David Raphael, principal of Middlebury-based LandWorks, on Monday presented Middlebury’s ID-4 board with some ideas for replacing the aging-but-popular Kidspace apparatus while adding some new amenities and landscaping.
The board liked what it saw, according to ID-4 board Chairwoman Karen Lefkoe.
“The plans are very preliminary right now, but it’s very exciting,” Lefkoe said.
“I think it has been a great, positive, broadening experience for all of us.”
The process began early last year when voters agreed to earmark $10,000 from the ID-4 education reserve fund to hire LandWorks to design new playground and recreation spaces along the northern and eastern borders of the Mary Hogan building.
A key component of the plan is the proposed removal and replacement of Kidspace, erected back in 1987 with the help of hundreds of community volunteers. The wooden structure, school officials said, has reached its reasonable life expectancy and is showing signs of wear and tear that require substantial maintenance. The ID-4 Facilities/Playground Committee has been working with Raphael, students, teachers and community members on alternatives.
Raphael said each of his design options includes gardens, outdoor gathering spaces of different scales, environmental education opportunities related to the wetland located to the east of the school, relocation and consolidation of some of the existing playground equipment, and a full range of natural playscapes and manufactured play equipment.
Plans also call for a clearly defined “welcome area” in the front yard of the school and inclusion of an “imprint wall” on which students and teachers could place their handprints on individual tiles.
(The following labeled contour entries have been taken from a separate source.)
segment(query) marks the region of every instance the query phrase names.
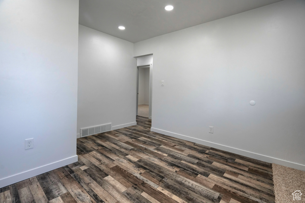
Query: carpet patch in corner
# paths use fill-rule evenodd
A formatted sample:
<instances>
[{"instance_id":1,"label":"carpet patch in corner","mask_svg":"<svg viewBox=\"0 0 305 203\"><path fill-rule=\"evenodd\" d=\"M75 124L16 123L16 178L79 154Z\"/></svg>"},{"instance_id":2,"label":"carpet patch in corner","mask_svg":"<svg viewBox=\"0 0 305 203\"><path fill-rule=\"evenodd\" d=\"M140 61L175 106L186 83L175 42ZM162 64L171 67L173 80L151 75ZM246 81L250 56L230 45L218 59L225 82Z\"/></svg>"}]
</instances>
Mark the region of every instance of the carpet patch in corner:
<instances>
[{"instance_id":1,"label":"carpet patch in corner","mask_svg":"<svg viewBox=\"0 0 305 203\"><path fill-rule=\"evenodd\" d=\"M275 203L305 202L305 171L274 163L272 170Z\"/></svg>"}]
</instances>

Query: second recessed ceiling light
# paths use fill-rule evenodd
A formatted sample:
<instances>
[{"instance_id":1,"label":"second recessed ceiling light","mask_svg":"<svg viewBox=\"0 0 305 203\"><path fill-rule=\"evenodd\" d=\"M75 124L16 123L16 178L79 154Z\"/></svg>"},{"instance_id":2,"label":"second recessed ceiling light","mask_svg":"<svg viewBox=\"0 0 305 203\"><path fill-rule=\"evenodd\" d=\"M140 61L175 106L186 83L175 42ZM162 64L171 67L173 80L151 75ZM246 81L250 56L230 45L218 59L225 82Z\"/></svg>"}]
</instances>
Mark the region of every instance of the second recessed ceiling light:
<instances>
[{"instance_id":1,"label":"second recessed ceiling light","mask_svg":"<svg viewBox=\"0 0 305 203\"><path fill-rule=\"evenodd\" d=\"M171 11L174 9L174 6L170 5L169 5L164 7L164 9L167 11Z\"/></svg>"}]
</instances>

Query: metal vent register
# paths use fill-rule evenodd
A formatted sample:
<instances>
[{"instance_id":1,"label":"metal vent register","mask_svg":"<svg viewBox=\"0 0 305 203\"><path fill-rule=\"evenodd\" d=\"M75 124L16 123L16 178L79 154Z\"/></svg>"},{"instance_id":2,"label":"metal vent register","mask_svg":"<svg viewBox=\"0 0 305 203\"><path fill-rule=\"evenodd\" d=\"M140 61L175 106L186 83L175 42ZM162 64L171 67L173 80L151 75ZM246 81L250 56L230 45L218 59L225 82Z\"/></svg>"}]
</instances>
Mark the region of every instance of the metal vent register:
<instances>
[{"instance_id":1,"label":"metal vent register","mask_svg":"<svg viewBox=\"0 0 305 203\"><path fill-rule=\"evenodd\" d=\"M81 128L81 137L109 131L111 130L111 124Z\"/></svg>"}]
</instances>

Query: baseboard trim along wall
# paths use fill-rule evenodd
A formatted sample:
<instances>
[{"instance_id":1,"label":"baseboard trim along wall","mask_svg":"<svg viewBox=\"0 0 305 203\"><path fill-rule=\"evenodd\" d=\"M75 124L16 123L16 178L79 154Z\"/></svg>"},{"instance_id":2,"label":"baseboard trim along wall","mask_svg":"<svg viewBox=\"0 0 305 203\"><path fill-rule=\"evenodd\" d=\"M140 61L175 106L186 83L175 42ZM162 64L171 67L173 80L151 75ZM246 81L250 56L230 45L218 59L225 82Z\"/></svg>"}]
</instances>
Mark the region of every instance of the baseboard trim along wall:
<instances>
[{"instance_id":1,"label":"baseboard trim along wall","mask_svg":"<svg viewBox=\"0 0 305 203\"><path fill-rule=\"evenodd\" d=\"M31 178L77 161L77 156L63 159L0 180L0 188Z\"/></svg>"},{"instance_id":2,"label":"baseboard trim along wall","mask_svg":"<svg viewBox=\"0 0 305 203\"><path fill-rule=\"evenodd\" d=\"M155 132L163 134L169 136L171 136L176 138L179 138L182 139L196 142L209 147L216 148L219 149L221 149L235 154L237 154L242 156L255 159L263 161L269 162L273 163L276 163L280 165L282 165L288 167L292 168L298 170L305 171L305 166L296 163L290 162L287 161L285 161L278 159L276 158L270 157L264 155L250 152L245 151L241 149L236 149L235 148L229 147L220 144L214 143L203 140L195 138L186 135L184 135L179 134L177 134L171 132L169 132L166 131L160 130L154 128L151 128L150 130L153 132Z\"/></svg>"},{"instance_id":3,"label":"baseboard trim along wall","mask_svg":"<svg viewBox=\"0 0 305 203\"><path fill-rule=\"evenodd\" d=\"M111 126L111 130L119 129L120 128L126 128L126 127L129 127L129 126L132 126L133 125L135 125L136 124L137 122L133 122L132 123L127 123L126 124L116 125L115 126Z\"/></svg>"}]
</instances>

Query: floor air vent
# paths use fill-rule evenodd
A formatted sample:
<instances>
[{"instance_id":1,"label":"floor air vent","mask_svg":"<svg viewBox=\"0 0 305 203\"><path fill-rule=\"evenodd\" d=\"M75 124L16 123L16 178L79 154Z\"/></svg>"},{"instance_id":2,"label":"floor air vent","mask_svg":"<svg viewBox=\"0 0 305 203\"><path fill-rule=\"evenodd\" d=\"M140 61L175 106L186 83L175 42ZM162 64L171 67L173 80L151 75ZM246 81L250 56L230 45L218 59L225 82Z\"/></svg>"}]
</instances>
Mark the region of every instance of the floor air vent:
<instances>
[{"instance_id":1,"label":"floor air vent","mask_svg":"<svg viewBox=\"0 0 305 203\"><path fill-rule=\"evenodd\" d=\"M81 128L81 137L101 132L109 131L111 130L111 124Z\"/></svg>"}]
</instances>

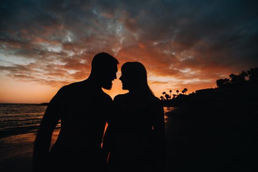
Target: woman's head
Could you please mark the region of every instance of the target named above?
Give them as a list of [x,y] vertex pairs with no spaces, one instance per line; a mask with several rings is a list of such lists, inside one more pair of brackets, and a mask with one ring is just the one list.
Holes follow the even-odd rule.
[[123,89],[134,91],[140,94],[150,93],[147,80],[145,67],[139,62],[127,62],[121,67],[122,75],[119,78],[123,84]]

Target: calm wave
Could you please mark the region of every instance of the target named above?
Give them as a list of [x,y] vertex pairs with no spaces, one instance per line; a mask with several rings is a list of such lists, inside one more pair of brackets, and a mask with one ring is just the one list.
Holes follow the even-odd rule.
[[[29,142],[33,142],[46,108],[36,104],[0,104],[0,146],[26,144],[29,138]],[[166,114],[174,109],[164,108],[165,121]],[[59,121],[55,134],[60,126]]]
[[46,108],[36,104],[0,104],[0,138],[36,132]]

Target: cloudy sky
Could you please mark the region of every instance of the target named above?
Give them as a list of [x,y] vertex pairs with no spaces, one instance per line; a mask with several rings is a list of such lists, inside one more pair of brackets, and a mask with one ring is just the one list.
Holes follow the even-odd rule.
[[[1,0],[0,102],[48,102],[101,52],[145,65],[156,96],[258,67],[256,0]],[[120,75],[118,71],[117,77]],[[125,92],[118,80],[112,97]]]

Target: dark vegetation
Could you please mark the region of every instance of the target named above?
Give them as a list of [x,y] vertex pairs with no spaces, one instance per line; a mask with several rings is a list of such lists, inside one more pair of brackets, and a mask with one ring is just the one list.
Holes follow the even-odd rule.
[[177,108],[166,126],[167,172],[258,172],[258,72],[163,101]]

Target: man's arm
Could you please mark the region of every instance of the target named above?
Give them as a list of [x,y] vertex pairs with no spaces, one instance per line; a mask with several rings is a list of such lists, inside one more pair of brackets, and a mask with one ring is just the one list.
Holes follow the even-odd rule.
[[46,166],[54,130],[60,118],[62,91],[59,89],[49,103],[41,120],[34,144],[32,169],[33,172],[43,170]]

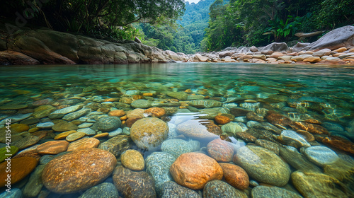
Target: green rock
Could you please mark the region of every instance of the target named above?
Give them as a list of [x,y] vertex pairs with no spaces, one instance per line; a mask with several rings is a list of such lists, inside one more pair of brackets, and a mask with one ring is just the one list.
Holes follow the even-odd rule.
[[[8,156],[13,157],[15,155],[15,153],[16,153],[17,151],[18,151],[18,148],[17,148],[15,146],[10,146],[9,151],[10,153],[8,153],[6,147],[3,147],[0,148],[0,163],[4,161],[5,159]],[[6,154],[11,154],[11,156],[6,156]]]
[[171,98],[173,98],[176,99],[178,99],[180,100],[186,100],[188,95],[185,92],[170,92],[167,93],[167,95],[169,95]]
Students could take their tiles with them when they graduate from the school.
Raphael said he is aware of the community’s affection for Kidspace and he is carefully planning replacement options. Those, options, he said, are likely to include a “natural playground area” featuring earth, tree parts, stone, along with state-of-the-art manufactured play equipment.
Also under consideration: A combination of a natural playground area and a man-made, wooden playscape that maintains the tradition of Kidspace.
“While we will not be duplicating Kidspace, we will be reflecting many of the play elements that were successful in Kidspace in the new design opportunities we have developed,” Raphael said.
Raphael’s plans also feature scenarios for gardens, paths, an outdoor amphitheater, a shrub labyrinth, outdoor checkerboard, greenhouse, play berm, playhouse, swinging benches and bird feeders.
Implementing most or all of the recreation improvements could top $100,000, according to Raphael, a sum that supporters are committed to raising independent of the ID-4 budget. School officials hope to begin the improvements this summer and phase them in as time and funds will allow.
And community members will have ample opportunity to weigh in on the design and manufacture of the upgrades.
“There will be plenty of opportunities to engage the public to swing a hammer or plant a tree,” Raphael said.